A hospital qualifies for higher payments in part based on how many days it provides inpatient care to senior (or disabled) low-income patients, measured as those who “were entitled to benefits under part A of [Medicare] and were entitled to supplementary security income [SSI] benefits.”

The court upheld a 2005 rule that decreased the amount of extra Medicare payments DSH hospitals take in for serving a greater share of poor patients.

The ruling meant some providers might not be able to recoup the greater costs they incur in treating low-income individuals. The court agreed with HHS, finding that “individuals ‘entitled to [Medicare Part A] benefits’ are all those qualifying for the program, regardless of whether they are receiving Medicare payments for part or all of a hospital stay.”

The Empire Health decision left open the question of whether the phrase “entitled to [SSI] benefits” includes all those who qualify for the SSI program.

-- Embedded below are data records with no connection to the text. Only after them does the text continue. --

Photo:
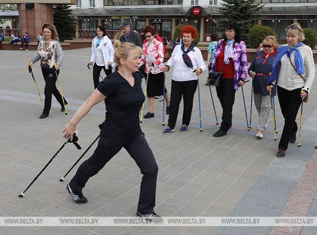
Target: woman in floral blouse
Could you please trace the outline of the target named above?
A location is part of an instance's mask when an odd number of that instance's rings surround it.
[[[162,95],[165,89],[166,114],[169,114],[169,99],[166,88],[164,87],[164,73],[162,71],[164,59],[163,43],[155,38],[155,29],[152,26],[147,25],[144,32],[147,41],[143,44],[143,54],[140,59],[140,66],[146,64],[145,72],[149,73],[146,91],[149,112],[143,117],[144,118],[154,118],[153,103],[155,96]]]

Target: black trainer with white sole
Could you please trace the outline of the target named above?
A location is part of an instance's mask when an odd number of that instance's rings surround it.
[[[66,189],[68,191],[68,193],[69,193],[69,194],[71,195],[71,196],[72,196],[72,197],[73,197],[73,200],[74,202],[77,204],[84,204],[88,202],[88,200],[87,200],[87,198],[83,196],[82,193],[78,195],[76,195],[73,193],[69,184],[68,184],[66,186]]]
[[[147,214],[142,214],[140,213],[136,212],[135,216],[150,221],[150,223],[153,223],[153,224],[162,224],[164,222],[163,218],[155,212]]]

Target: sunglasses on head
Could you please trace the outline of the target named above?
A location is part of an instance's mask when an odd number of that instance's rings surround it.
[[[287,31],[289,29],[298,29],[300,31],[301,31],[301,29],[298,28],[298,27],[297,27],[297,26],[296,25],[289,25],[288,26],[286,26],[285,28],[285,31]]]
[[[273,46],[272,45],[263,45],[263,47],[264,49],[268,48],[269,49],[271,49],[272,48],[272,46]]]

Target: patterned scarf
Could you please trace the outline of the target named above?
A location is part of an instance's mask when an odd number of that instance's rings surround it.
[[[96,47],[98,47],[99,46],[99,45],[100,44],[100,41],[103,39],[104,39],[103,37],[102,38],[99,38],[97,39],[97,42],[96,42]]]
[[[183,55],[182,55],[183,56],[183,60],[184,60],[184,62],[186,64],[188,68],[191,68],[192,69],[194,68],[194,66],[193,66],[193,63],[192,63],[192,60],[191,59],[190,57],[188,56],[188,55],[187,55],[187,54],[191,50],[194,51],[194,47],[195,47],[195,45],[194,44],[194,42],[192,42],[192,44],[191,44],[191,45],[189,46],[188,48],[187,48],[187,50],[185,50],[185,48],[184,46],[184,44],[182,44],[182,46],[181,47],[182,50],[183,51]]]
[[[234,58],[235,53],[234,53],[233,45],[235,43],[235,39],[233,39],[231,41],[227,40],[226,41],[226,46],[225,46],[225,57],[224,62],[228,64],[229,63],[229,58]]]

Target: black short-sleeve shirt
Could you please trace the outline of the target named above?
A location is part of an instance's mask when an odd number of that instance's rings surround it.
[[[106,123],[100,132],[102,137],[121,140],[135,138],[142,133],[139,118],[145,100],[142,78],[137,73],[132,75],[133,86],[115,72],[97,87],[107,97]]]

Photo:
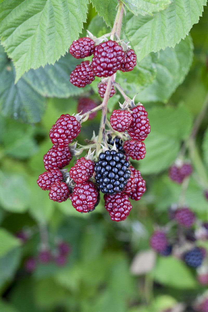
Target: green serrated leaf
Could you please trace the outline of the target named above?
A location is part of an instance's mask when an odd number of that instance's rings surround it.
[[[158,52],[159,58],[154,64],[156,76],[152,84],[139,93],[140,101],[166,103],[187,74],[192,63],[193,50],[189,35],[174,48],[167,47]]]
[[[191,125],[190,114],[182,106],[155,108],[150,110],[148,117],[151,131],[145,140],[145,157],[140,162],[144,174],[159,172],[174,162],[180,141],[187,137]]]
[[[39,121],[46,108],[46,100],[23,78],[14,84],[12,62],[0,46],[0,105],[5,116],[25,122]]]
[[[22,78],[25,81],[43,96],[67,98],[83,92],[69,81],[72,71],[81,61],[69,53],[61,56],[54,65],[46,65],[37,69],[30,69]],[[85,88],[85,90],[86,89]]]
[[[135,15],[152,15],[165,9],[171,2],[170,0],[123,0],[128,10]]]
[[[196,285],[191,271],[182,260],[172,256],[160,257],[152,274],[160,284],[179,289],[191,289]]]
[[[0,257],[3,257],[12,249],[21,245],[19,239],[3,228],[0,228]]]
[[[112,27],[116,15],[117,0],[90,0],[99,16],[103,17],[107,26]]]
[[[16,83],[25,71],[63,55],[81,32],[88,0],[5,0],[0,4],[2,43],[14,61]]]
[[[203,12],[206,0],[173,0],[152,16],[128,15],[125,33],[140,61],[150,52],[174,47],[184,39]]]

HHS argues that only patients who received an SSI cash payment for the month of their hospital stay are “entitled to benefits.”

“This case thus presents Empire’s open question: Does the phrase ‘entitled ... to benefits,’ used twice in the same sentence of the Medicare Act, mean the same thing for Medicare part A and SSI, such that it includes all who meet basic program eligibility criteria, whether or not benefits are actually received[,]” according to court documents.

In 2017, Advocate Christ Medical Center and more than 200 hospitals filed suit against the HHS over how the agency calculated DSH payments. They said the formula failed to take into account the care rendered to patients eligible for SSI benefits, which the department uses to approximate care given to low-income individuals.

The U.S. District Court for the District of Columbia ruled against the hospitals and gave summary judgment to HHS, finding the funding formula complied with the law. The court also refused to grant the hospitals’ request that their payments from fiscal 2006 through 2009 be recalculated.

The U.S. Court of Appeals for the District of Columbia Circuit affirmed the lower court’s ruling in September 2023.

In its petition, Advocate Christ urged the Supreme Court to take up the case.

Resolving the question presented here to favor a consistent reading of “entitled” would avoid the necessity of courts dealing with “a parade of future challenges about the many ways the agency’s matching process is arbitrary.”

Decades have demonstrated that the agency’s “approach is unworkable[.]”

“Declining review and waiting for a future vehicle—which will cover the same terrain—has no upside, and a clear downside continuing to embroil the courts in endless calculation-by-calculation litigation,” the petition states.

“The Court should seize this opportunity to review this question of pressing importance, which affects the survival of safety net hospitals across the country and the health of the Nation’s most vulnerable communities.”

U.S. Solicitor General Elizabeth Prelogar had filed a brief urging the Supreme Court not to accept the case.

The circuit court’s decision “which sustained the interpretation of the SSI portion of the Medicare fraction that HHS has followed since the outset of the DSH program … is correct and does not conflict with any decision by this Court or another court of appeals,” she wrote.

“No further review is warranted.”

The Supreme Court is expected to hear the case in its new term, which begins in October.